For those in the livestock industry, the notion of a Range Rider is probably nothing new. Monitoring, moving, and tending livestock using herders or riders is part of doing business that dates back to early history, where pastoralists raised their livestock in accordance to seasonal production of grasses; typically using higher pastures during summer and lower elevation valleys in winter. This practice still continues and a Range Rider is simply an old tool that can be used by a modern ranch operation to more intensively monitor, manage, and protect livestock in a predator rich environment.
The practice of increased human vigilance using a Range Rider on a herd of cow-calf pairs or yearling cattle is useful on several levels. First, simply having a person regularly checking livestock can act as an effective deterrent to wolves. This may be more pronounced particularly if den sites are initially established in proximity to cattle and people are consistently in the area. In these situations, the physical presence of a person may cause wolves to abandon den sites and reestablish them in areas with fewer disturbances. Range Riders can also be used to haze and harass wolves that may show interest in livestock but are not actively attempting to kill livestock. Ideally, a Range Rider can reduce the frequency of encounters between wolves and livestock thus decreasing the likelihood of wolves finding and killing cattle or sheep.
In the Blackfoot Valley where Range Riders have been working since 2008, roughly 12-14 livestock herds across 50,000-60,000 acres monitored on a weekly basis from May 1 to October 31, the period when livestock are typically “turned out” from home ranches and are at greater risk to depredation by wolves.
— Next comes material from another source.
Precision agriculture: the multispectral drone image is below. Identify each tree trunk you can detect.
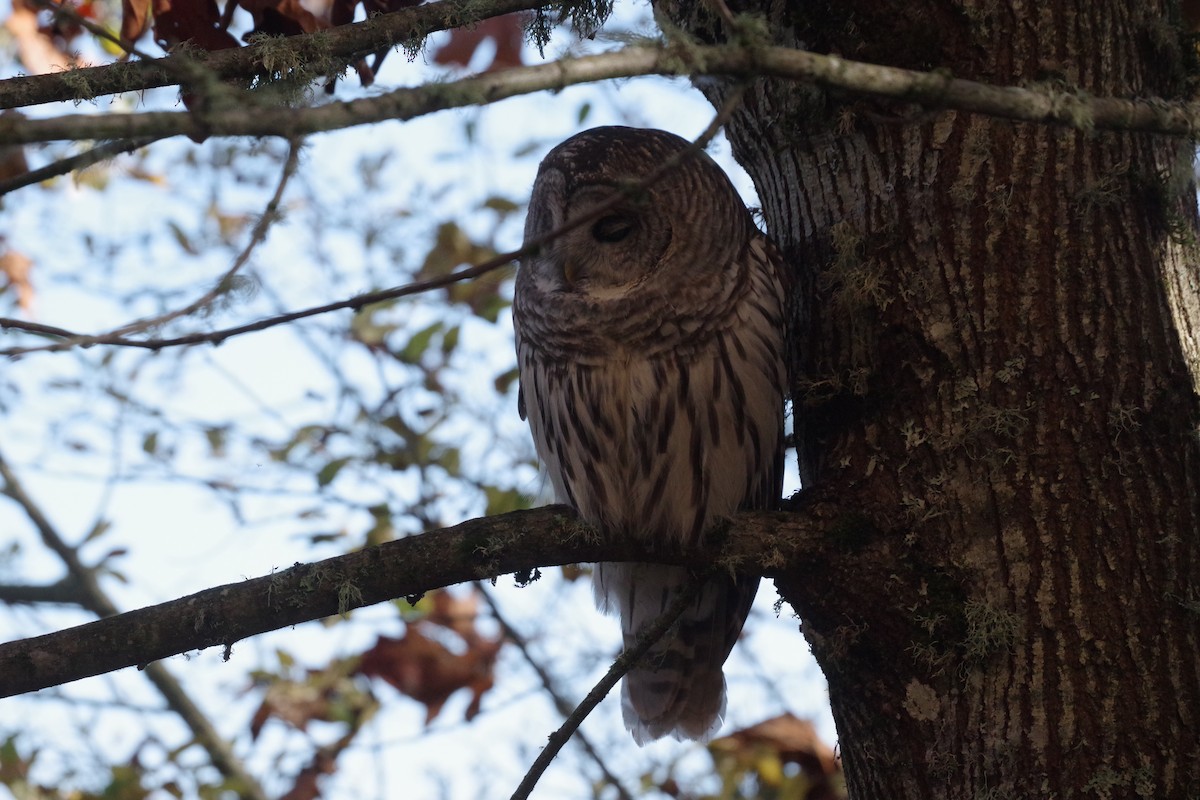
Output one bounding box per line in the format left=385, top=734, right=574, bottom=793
left=663, top=1, right=1200, bottom=796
Approximately 800-1,200 cow-calf pairs are monitored per week and 10-12 livestock producers are actively engaged in the effort since their herds overlap with wolf pack territories.
We have found that range riders can play an important role in carcass detection. For example, we had a situation where our range rider discovered a fresh calf that had likely been killed by a predator. After reporting the event to the livestock producer, FWP and Wildlife Services were called in and the authorities determined that the calf was killed by a black bear, not a grizzly bear or wolf, despite ample sign from both of these species in the area. The early detection of the carcass before it was scavenged helped to alleviate confusion over what predator species killed the livestock and provided the management authorities with useful information for their management decision making.
Additionally, early detection by a range rider of livestock carcasses that are verified as either grizzly bear or wolf kills can ensure that livestock producers are compensated through Defenders of Wildlife (for grizzlies) or Montana’s new Livestock Loss Board (for wolves). Early detection is also important if a range rider finds cattle injured by wolves that subsequently die, since the State of Montana will also pay claims in these cases.
However, range riding is proactive by nature, and another component to a successful program is attention to animal husbandry and monitoring of livestock heath and behavior during the field season.
A rider can monitor herd health and can identify older livestock that may be vulnerable to wolves due to a lame leg or foot rot. Riders can also let producers know if they find any livestock that are limping, have bite marks or suspicious abrasions on their front and lower back legs that would be indicative of wolves. Our riders take careful note of how well distributed livestock are, hopefully finding them well dispersed and unstressed. We monitor whether livestock are alert, feeding, ruminating, or resting—behavioral clues that help determine if wolves may be present. Range riding can also improve forage use by more evenly distributing cattle across pastures reducing range degradation. Riders often fix fences as needed, identify weed outbreaks, and can keep ranchers updated on range improvements. On remote grazing leases, before summer turnout, riders can conduct rapid presence/absence surveys to determine if wolves are active, establishing dens, or rendezvous sites—all conditions that would put cattle at higher risk.
In addition to livestock monitoring and management, range riders seek to learn about wolf pack activity, distribution, and approximate numbers. Since many wolf packs throughout Montana are not radio collared, our riders must use tried and true techniques such as tracking, howling surveys, and scat analysis to determine whether wolves are present in a given area. In some cases where FWP incorporates research into a project, range riders, that are FWP trained volunteers, are authorized to use radio telemetry on collared wolves to monitors pack activity. These methods help a rider develop an understanding of wolf pack behavior, habitat use, typical movement patterns, den site locations, rendezvous sites, and can help livestock producers evaluate the vulnerability of their livestock.
Information on livestock and wolf activity is critically important to livestock producers and our riders are diligent in communicating his findings regularly to ranchers, managers, landowners, and all partners involved in our efforts. Our riders regularly contact ranchers to update them on wolf activity and we produce a weekly wolf activity report distributed over the internet.
Ideally, using range riders can result in fewer confirmed injured and dead livestock and helps people coexist with wolves.
Preliminary Results of Range Rider Effort in the Blackfoot
Wolf populations have increased exponentially in the Blackfoot Valley from 2007 to 2010 with roughly 54-60 individuals across 8-10 packs in the 1.5 million acre watershed.
Thanks to our Livestock and Wolf Monitoring program, we have enlisted more than 100 local volunteers to survey wolf populations and activity and have 4 seasonal range riders monitoring thousands of cattle, multiple wolf packs, and who work with more than 30 ranchers to keep livestock losses low from wolves.
In 2010 we had a total of 4 livestock depredations by wolves and 8 wolves were killed by wildlife authorities due to conflicts. In 2011, we have had only two confirmed livestock losses to wolves. All told we have lost a total of 16 livestock to wolves since 2007 and 14 wolves were removed for conflicts.
For comparison, in other Montana valleys where little effort has been made to reduce conflicts, more than 60 wolves were removed in just two years and dozens of livestock were lost—poor outcomes for wildlife and people.